Citation : FS c Commission de l’assurance-emploi du Canada, 2023 TSS 382

Tribunal de la sécurité sociale du Canada
Division d’appel

Décision relative à une demande de
permission de faire appel

Partie demanderesse : F. S.
Représentante ou représentant : F. S.
Partie défenderesse : Commission de l’assurance-emploi du Canada

Décision portée en appel : Décision de la division générale datée du 4 janvier 2023 (GE-22-2765)

Membre du Tribunal : Neil Nawaz
Date de la décision : Le 4 avril 2023
Numéro de dossier : AD-23-142

Sur cette page

Décision

[1] Je refuse au prestataire la permission de faire appel parce qu’il n’a pas de cause défendable.
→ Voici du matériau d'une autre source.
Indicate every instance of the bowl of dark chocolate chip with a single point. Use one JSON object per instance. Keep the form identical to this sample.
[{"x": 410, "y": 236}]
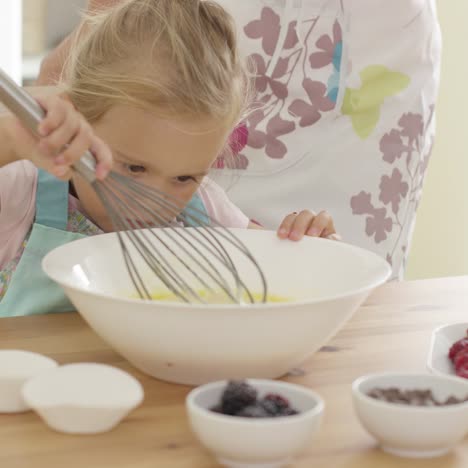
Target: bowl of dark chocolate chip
[
  {"x": 413, "y": 415},
  {"x": 254, "y": 423}
]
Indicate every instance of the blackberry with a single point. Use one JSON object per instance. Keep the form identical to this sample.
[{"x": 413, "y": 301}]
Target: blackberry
[
  {"x": 238, "y": 395},
  {"x": 280, "y": 402},
  {"x": 270, "y": 407},
  {"x": 254, "y": 411},
  {"x": 288, "y": 412}
]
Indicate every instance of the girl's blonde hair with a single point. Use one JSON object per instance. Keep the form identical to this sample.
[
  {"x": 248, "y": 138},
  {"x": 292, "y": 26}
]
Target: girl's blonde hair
[{"x": 171, "y": 57}]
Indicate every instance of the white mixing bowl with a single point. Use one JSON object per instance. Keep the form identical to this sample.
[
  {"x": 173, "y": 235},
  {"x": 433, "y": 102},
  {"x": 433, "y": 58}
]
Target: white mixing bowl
[{"x": 194, "y": 344}]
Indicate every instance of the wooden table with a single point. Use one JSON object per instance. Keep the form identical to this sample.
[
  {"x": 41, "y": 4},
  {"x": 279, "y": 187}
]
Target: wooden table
[{"x": 391, "y": 332}]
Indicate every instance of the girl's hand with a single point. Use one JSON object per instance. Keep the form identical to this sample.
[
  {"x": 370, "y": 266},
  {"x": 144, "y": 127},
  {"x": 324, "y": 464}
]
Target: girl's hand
[
  {"x": 64, "y": 136},
  {"x": 306, "y": 223}
]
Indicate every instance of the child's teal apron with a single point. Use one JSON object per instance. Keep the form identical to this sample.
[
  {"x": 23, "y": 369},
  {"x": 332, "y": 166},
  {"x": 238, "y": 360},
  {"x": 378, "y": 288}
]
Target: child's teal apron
[{"x": 30, "y": 291}]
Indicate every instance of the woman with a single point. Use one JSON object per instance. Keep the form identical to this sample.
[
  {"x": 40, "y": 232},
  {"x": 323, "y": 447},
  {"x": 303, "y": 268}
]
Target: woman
[{"x": 346, "y": 95}]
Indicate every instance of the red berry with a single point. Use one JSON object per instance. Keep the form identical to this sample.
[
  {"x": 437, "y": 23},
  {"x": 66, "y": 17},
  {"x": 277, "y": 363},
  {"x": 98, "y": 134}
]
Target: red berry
[
  {"x": 462, "y": 371},
  {"x": 461, "y": 359},
  {"x": 457, "y": 347}
]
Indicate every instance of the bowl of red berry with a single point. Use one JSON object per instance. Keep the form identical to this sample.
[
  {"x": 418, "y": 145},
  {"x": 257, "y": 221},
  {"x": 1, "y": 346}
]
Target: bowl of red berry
[
  {"x": 413, "y": 415},
  {"x": 448, "y": 352},
  {"x": 254, "y": 423}
]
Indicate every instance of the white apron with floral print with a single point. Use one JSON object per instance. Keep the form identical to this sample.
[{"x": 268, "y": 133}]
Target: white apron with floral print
[{"x": 346, "y": 92}]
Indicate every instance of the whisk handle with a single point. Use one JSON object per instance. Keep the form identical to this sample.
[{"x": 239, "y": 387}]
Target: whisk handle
[{"x": 30, "y": 113}]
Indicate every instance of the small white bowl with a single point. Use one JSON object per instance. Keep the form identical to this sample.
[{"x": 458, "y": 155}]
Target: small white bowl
[
  {"x": 83, "y": 398},
  {"x": 16, "y": 367},
  {"x": 413, "y": 431},
  {"x": 261, "y": 443}
]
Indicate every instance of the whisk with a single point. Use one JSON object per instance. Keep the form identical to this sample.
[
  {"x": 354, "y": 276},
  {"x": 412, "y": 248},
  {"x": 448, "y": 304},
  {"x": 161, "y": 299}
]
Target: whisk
[{"x": 195, "y": 262}]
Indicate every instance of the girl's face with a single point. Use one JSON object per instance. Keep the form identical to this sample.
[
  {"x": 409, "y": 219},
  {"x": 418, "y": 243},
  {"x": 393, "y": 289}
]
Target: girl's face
[{"x": 172, "y": 156}]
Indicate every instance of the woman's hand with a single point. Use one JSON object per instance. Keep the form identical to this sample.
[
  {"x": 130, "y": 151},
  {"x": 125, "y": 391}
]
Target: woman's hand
[{"x": 306, "y": 223}]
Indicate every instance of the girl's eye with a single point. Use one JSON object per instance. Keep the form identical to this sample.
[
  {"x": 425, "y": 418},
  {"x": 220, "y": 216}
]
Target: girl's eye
[
  {"x": 135, "y": 168},
  {"x": 185, "y": 179}
]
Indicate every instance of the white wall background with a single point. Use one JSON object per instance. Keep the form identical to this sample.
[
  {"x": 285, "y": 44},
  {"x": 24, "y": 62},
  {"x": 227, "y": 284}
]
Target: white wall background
[
  {"x": 10, "y": 37},
  {"x": 440, "y": 243}
]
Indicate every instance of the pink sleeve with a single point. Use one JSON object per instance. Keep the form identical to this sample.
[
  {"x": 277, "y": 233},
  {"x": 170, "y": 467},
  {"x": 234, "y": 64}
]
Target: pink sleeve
[
  {"x": 219, "y": 207},
  {"x": 18, "y": 182}
]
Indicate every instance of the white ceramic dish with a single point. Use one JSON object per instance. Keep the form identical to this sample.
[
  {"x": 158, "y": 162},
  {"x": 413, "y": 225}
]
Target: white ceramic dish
[
  {"x": 255, "y": 443},
  {"x": 16, "y": 367},
  {"x": 412, "y": 431},
  {"x": 194, "y": 344},
  {"x": 83, "y": 398},
  {"x": 441, "y": 342}
]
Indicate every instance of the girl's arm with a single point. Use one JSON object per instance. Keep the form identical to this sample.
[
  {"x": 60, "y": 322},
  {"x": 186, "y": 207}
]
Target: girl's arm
[
  {"x": 11, "y": 148},
  {"x": 306, "y": 223},
  {"x": 63, "y": 137}
]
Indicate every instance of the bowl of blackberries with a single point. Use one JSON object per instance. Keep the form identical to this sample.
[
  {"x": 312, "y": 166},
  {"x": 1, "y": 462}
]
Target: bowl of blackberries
[
  {"x": 254, "y": 423},
  {"x": 413, "y": 415}
]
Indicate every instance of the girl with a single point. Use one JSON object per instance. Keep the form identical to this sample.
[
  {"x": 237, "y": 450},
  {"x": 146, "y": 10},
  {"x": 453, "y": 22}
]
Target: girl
[{"x": 161, "y": 82}]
Le présent appel n’ira pas de l’avant.

Aperçu

[2] Le prestataire, F. S., travaille comme commis chez X. Le 27 novembre 2021, son employeur l’a suspendu à la suite de son refus de divulguer s’il avait reçu un vaccin contre la COVID-19. La Commission de l’assurance-emploi du Canada a décidé qu’elle n’avait pas à verser de prestations d’assurance-emploi au prestataire parce que la non-conformité à la politique de vaccination de son employeur constituait une inconduite.

[3] La division générale du Tribunal a rejeté l’appel du prestataire. Elle a conclu que le prestataire avait délibérément enfreint la politique de vaccination de son employeur. Elle a conclu que le prestataire savait ou aurait dû savoir que négliger la politique entraînerait probablement la perte de son emploi.

[4] Le prestataire demande maintenant la permission de faire appel de la décision de la division générale. Il soutient que la division générale a commis les erreurs suivantes :

  • Elle a conclu à tort que le prestataire était [traduction] « tout à fait au courant » des conséquences de la non-conformité à la politique de vaccination de son employeur.
  • Elle a ignoré le fait que ni son contrat de travail ni sa convention collective ne mentionnaient une exigence relative au vaccin.
  • Elle a ignoré le fait que son employeur a tenté d’imposer une nouvelle condition d’emploi sans son consentement.
  • Elle n’a pas tenu compte du fait que son employeur a ignoré sa demande d’exemption à la politique pour motifs religieux.
  • Elle n’a pas tenu compte d’une décision récente de la division générale qui a accordé des prestations d’assurance-emploi à une prestataire, même si elle a refusé de se soumettre à la politique de vaccination obligatoire de son employeur.

Question en litige

[5] Il y a quatre moyens d’appel à la division d’appel. La partie prestataire doit démontrer que la division générale :

  • a agi de façon injuste;
  • a outrepassé ses pouvoirs ou a refusé de les exercer;
  • a mal interprété la loi;
  • a fondé sa décision sur une erreur de fait importanteNote de bas page 1.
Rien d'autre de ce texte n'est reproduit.